The company does not report how many handsets it has sold, but figures out today from IDC put the number at 7.3 million for the quarter, a decline of 42.5% on last year. It still manages to get into the top-five handset makers with a 4% share. Still, it is proving no match for rival Android maker Samsung, which has over a 30% share of the world’s smartphone market with estimated shipments of 56.3 million handsets for the quarter.
These numbers put HTC’s strategy to launch daily deals in Europe, announced today, into perspective: the company is trying to focus on services not only as an alternative revenue stream, but as a way of driving users to its devices.
In its overview, HTC noted, as it did last quarter, that China continues to be a major driver of business for the company.

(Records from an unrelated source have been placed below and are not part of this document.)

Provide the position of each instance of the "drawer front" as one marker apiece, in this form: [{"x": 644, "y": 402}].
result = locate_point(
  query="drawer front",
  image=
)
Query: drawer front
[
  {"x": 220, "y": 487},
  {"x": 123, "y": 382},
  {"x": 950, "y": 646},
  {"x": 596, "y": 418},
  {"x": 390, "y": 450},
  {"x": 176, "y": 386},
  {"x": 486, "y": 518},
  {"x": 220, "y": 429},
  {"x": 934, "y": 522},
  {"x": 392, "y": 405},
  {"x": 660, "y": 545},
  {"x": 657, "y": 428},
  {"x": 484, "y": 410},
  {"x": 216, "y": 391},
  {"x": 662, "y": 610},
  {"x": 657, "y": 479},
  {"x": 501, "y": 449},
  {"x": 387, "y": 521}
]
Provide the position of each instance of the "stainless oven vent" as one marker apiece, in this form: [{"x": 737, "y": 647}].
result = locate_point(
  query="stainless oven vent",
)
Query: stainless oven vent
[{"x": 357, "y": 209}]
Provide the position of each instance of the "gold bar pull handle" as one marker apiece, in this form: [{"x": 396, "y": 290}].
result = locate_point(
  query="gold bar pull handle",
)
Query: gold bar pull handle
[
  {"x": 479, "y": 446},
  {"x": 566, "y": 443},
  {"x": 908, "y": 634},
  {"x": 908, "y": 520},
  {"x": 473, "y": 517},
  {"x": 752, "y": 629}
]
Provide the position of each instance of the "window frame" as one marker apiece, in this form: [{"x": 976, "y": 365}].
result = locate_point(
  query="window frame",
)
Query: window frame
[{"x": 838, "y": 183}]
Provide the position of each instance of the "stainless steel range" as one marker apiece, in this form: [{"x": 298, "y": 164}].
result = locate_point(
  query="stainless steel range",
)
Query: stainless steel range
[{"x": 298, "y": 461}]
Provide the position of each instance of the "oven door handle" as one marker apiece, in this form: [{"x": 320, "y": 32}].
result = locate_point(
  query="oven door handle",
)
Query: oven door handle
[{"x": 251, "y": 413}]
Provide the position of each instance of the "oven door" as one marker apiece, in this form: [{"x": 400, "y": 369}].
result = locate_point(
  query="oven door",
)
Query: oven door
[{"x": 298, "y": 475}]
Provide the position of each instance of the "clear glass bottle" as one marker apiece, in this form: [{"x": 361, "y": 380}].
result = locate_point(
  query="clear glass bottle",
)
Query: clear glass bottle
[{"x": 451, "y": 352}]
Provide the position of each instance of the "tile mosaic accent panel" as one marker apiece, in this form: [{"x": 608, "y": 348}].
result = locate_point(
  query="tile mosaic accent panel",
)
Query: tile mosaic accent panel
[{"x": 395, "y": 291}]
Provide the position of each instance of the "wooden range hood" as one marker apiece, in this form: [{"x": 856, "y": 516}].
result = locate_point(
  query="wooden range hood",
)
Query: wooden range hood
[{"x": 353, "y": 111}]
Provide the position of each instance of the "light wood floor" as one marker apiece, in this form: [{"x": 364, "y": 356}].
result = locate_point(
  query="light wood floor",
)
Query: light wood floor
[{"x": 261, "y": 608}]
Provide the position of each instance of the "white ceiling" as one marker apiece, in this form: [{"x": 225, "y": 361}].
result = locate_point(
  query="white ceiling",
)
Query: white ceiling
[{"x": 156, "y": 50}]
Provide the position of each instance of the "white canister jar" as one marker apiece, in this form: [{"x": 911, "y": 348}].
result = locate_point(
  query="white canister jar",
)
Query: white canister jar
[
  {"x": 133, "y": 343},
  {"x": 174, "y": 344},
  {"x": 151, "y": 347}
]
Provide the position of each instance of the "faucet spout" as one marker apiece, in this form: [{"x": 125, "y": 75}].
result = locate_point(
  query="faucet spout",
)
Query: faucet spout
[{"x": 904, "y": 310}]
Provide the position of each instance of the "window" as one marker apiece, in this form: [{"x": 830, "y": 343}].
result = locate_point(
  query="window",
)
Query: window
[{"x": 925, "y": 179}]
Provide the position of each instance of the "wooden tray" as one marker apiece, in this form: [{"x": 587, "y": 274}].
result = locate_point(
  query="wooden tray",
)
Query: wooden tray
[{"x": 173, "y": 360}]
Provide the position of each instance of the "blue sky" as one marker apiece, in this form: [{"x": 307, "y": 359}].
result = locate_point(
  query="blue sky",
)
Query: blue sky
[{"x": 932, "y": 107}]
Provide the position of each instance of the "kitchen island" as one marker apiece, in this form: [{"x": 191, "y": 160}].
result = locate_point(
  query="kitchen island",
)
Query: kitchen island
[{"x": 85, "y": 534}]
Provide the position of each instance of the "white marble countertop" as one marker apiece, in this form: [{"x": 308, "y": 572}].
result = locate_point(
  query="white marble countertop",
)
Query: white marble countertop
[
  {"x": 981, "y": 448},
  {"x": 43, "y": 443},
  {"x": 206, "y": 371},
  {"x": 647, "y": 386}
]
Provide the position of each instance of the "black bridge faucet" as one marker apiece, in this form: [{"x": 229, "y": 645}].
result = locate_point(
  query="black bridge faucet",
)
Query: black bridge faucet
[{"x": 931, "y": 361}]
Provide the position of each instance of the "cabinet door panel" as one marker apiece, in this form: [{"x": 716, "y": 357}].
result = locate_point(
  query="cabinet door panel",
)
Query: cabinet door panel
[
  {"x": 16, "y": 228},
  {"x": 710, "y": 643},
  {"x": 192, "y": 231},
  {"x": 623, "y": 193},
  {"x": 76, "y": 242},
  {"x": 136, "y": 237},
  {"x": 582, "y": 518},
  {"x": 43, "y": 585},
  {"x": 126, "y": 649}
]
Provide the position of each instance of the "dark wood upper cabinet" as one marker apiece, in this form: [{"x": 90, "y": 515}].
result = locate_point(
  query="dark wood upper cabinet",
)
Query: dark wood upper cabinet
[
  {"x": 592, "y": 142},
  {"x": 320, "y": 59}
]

That will point to HTC looking at selling lower and lower-cost handsets, I suspect, since these are the primary driver of sales in that market, especially in the uber-competitive area of Android-based handsets. (iPhone is another story, catering as it does to the premium market.) In any case, offering lower-cost handsets will also hit right at HTC’s margin.
And that margin is looking pretty bad: it says the gross margin for Q3 was 25%, down 3% since last year. HTC expects gross margin for Q4 to be 23%. Operating margin for Q3 was 7%, down from 9% in the last quarter and less than half of what it was a year ago (14.9%). Next quarter will be much worse: that operating margin will be only 1% next quarter.
Meanwhile, in other markets, HTC says that the U.S. is “in line with expectations”: Europe is “focused on enhancing brand consideration” (? developing brand profile, I suppose); and the company continues to invest in South Asia. But it does not break out the performance in those individual regions.
Operating profit is at its lowest point in five quarters, currently standing at NT$4.9 billion, versus NT$20.2 billion a year ago, a drop of 54%.
HTC has continued to push ahead with investments and launches to turn things around. They include two new Windows Phone 8 handsets that will be coming to market in November as well as a $35 million strategic investment for 17% of enterprise platform maker Magnet Systems. But it also took a charge of $40 million in its OnLive cloud-based gaming investment when that company hit bankruptcy and needed to restructure (as a new OnLive).
Unsurprisingly, all has had a big impact on its cash position, which is now at NT$202 million, down 23% on a year ago.